If we compare our results to some other models out there implemented on this dataset, we see that the results match. Many other models do indeed have close to 100% accuracy on the dataset. The unique perspective we bring to the table is the addition of analysis with a training dataset that is of a lower percentage. We have compared the results when the training dataset is only 5% of the data and when it is 20% of the data, and found that the reduction in accuracy is not huge. This leads us to the conclusion that, for this dataset, a low percentage of data is a good representation of the entire dataset. There is not much variation in the entire dataset, and that is why choosing a lower number of data points also does not lead to a great reduction in accuracy. This regularity and predictablity in the dataset could be one of the reasons for why we are getting such high accuracy for the models we have applied.

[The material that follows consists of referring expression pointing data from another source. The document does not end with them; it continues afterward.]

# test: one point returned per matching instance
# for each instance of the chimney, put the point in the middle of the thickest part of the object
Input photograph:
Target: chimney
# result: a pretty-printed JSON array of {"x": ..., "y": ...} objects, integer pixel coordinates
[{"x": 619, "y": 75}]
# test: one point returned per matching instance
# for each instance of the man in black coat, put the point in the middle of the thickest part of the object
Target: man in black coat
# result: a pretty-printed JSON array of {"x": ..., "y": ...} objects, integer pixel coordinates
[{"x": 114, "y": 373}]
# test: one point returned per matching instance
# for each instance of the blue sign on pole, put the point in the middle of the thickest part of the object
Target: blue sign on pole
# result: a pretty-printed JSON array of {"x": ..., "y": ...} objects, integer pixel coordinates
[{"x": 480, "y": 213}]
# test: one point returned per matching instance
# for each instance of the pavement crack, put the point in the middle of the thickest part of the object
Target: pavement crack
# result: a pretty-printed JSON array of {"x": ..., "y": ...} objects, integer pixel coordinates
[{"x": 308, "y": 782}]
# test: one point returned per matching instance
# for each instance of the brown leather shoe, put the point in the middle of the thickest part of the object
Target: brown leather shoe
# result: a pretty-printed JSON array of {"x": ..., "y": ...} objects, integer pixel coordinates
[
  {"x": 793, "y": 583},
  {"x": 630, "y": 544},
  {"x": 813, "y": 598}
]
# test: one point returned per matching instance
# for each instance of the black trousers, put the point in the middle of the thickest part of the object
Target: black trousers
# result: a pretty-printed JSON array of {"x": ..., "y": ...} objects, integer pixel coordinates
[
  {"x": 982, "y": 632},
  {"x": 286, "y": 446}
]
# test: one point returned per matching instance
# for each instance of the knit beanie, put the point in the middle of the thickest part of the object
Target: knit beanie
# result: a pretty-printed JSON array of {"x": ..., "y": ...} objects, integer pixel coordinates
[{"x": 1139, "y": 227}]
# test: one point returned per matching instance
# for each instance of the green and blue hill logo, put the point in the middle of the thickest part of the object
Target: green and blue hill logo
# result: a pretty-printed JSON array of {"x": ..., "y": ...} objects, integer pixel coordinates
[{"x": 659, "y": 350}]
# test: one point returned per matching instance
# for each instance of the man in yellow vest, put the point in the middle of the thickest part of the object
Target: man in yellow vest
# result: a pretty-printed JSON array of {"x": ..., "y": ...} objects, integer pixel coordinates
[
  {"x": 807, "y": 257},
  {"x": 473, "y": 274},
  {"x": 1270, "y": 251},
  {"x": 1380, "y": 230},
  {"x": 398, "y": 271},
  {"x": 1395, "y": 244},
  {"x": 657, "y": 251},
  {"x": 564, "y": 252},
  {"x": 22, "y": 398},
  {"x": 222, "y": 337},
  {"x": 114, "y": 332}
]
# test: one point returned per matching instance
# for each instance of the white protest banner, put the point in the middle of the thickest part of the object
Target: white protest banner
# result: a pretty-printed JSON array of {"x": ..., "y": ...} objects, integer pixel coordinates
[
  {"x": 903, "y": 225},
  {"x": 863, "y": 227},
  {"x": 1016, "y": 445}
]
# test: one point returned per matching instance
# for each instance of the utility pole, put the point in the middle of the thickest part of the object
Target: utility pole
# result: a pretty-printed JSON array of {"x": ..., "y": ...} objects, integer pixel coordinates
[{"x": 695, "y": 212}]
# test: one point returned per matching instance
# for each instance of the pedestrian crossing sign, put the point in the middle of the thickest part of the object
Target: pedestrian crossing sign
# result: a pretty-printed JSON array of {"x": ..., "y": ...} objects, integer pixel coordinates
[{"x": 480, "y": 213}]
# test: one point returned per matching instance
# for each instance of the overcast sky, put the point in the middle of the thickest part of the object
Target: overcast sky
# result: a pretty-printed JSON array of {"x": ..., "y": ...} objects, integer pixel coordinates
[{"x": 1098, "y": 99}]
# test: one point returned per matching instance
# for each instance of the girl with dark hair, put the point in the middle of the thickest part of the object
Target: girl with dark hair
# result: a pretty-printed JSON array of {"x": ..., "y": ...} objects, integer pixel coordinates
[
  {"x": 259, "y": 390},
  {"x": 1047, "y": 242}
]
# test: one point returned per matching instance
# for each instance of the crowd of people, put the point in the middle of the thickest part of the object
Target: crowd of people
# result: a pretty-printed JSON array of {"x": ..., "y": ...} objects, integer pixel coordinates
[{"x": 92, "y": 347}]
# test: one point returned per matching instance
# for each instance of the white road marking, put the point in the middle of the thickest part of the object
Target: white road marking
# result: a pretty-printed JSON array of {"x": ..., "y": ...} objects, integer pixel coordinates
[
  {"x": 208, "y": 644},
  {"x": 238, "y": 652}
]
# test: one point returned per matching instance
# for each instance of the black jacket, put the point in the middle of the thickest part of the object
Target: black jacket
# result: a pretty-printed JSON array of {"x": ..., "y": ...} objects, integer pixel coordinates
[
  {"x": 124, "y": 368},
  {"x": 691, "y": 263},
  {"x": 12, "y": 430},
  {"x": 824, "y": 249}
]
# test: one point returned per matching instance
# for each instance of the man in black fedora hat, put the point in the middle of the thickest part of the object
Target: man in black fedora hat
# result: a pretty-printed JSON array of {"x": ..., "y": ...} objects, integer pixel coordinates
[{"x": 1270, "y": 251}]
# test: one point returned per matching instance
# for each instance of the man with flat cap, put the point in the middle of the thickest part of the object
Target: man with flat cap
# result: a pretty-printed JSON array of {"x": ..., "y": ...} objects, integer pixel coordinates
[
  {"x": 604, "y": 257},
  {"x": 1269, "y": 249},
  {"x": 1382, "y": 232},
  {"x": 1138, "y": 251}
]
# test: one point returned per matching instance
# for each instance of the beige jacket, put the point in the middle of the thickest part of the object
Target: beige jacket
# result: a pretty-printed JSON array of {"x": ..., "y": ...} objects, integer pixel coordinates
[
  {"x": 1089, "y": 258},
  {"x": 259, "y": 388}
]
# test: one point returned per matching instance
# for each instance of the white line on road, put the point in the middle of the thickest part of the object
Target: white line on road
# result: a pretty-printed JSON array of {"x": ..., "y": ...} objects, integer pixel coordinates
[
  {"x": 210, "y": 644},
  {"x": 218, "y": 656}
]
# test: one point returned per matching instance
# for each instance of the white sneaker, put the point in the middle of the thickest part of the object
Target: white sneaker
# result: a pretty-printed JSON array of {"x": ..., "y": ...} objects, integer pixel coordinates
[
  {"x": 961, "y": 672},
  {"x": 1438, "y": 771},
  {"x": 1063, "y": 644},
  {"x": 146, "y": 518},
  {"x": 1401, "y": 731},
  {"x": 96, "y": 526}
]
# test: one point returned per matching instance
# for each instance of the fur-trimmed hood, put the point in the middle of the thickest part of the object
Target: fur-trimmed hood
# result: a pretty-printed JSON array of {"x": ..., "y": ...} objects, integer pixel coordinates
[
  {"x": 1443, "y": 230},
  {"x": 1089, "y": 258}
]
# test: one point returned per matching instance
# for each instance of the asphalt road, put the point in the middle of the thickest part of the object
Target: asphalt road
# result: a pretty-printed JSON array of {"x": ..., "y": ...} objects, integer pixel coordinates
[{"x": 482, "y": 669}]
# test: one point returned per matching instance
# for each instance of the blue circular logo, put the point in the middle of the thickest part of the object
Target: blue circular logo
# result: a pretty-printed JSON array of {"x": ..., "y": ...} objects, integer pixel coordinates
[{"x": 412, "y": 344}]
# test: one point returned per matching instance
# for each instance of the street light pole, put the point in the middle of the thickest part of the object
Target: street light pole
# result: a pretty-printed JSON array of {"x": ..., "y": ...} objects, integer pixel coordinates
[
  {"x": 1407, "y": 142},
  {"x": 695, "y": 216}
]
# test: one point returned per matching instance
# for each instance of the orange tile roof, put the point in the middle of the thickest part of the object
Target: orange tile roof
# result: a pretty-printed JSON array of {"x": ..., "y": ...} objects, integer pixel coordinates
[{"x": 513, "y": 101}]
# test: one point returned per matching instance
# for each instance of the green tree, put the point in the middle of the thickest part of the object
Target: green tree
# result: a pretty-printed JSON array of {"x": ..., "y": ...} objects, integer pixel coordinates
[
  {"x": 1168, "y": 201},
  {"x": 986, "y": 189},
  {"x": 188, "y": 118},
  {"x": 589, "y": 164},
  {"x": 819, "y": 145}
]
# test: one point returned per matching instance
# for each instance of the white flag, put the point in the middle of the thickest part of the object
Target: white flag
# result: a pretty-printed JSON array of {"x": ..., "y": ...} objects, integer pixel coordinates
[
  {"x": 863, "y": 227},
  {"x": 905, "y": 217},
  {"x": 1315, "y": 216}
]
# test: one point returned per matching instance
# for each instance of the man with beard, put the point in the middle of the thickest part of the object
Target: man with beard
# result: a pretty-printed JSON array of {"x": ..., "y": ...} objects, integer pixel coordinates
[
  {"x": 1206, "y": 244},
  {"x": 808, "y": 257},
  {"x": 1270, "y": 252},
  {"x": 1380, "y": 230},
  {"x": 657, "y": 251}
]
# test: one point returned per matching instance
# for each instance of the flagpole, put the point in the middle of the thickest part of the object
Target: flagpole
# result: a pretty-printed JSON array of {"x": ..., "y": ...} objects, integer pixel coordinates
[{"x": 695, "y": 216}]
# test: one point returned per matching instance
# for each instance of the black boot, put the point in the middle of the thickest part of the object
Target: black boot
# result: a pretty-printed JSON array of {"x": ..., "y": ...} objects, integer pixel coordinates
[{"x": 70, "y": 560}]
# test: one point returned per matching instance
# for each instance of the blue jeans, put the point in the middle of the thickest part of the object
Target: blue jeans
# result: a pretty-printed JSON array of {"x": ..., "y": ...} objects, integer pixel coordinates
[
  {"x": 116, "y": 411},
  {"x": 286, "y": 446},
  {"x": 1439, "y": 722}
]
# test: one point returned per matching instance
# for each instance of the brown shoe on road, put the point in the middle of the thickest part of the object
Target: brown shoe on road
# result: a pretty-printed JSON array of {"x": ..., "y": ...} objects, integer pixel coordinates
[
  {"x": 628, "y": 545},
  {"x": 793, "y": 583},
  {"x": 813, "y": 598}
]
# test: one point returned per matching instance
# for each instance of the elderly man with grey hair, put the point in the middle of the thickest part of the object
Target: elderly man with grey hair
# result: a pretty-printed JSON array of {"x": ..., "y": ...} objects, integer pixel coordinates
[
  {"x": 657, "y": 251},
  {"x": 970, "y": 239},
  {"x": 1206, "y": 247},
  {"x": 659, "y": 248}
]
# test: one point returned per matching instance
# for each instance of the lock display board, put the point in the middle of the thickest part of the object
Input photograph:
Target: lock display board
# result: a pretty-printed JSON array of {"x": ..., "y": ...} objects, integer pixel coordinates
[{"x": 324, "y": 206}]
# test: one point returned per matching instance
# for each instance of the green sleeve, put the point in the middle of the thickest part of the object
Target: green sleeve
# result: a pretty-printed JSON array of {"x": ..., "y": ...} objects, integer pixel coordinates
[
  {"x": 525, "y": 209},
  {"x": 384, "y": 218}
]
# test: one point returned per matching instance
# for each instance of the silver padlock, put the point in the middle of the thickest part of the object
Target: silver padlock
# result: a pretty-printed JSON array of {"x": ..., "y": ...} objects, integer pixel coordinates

To reconfirm our beliefs, we tested multiple more complex models and arrived at results that supported our predictions. Since this high level of accuracy can be achieved by using simpler models, it is likely that real-world applications would favor such simpler models instead of implementing complex and expensive machine learning models. In other words, even though we have achieved better performance with a random forest and a neural network than a decision tree, it is likely that in practice we would opt for a simpler model such as the optimized decision tree. This is because in comparison to the more complex models the reduction in accuracy is very minute and almost unnoticeable and the complexity, computing power, and time required to run the more advanced models is high. The accuracy for the decision tree using 20% of our data for training purposes and 80% of our data for testing purposes is at 100% which is undeniably extremely good. All in all, we were successful in creating a machine learning model that yielded very high accuracy on this dataset and are hopeful that this model is applicable to those studying the ediblity of mushrooms.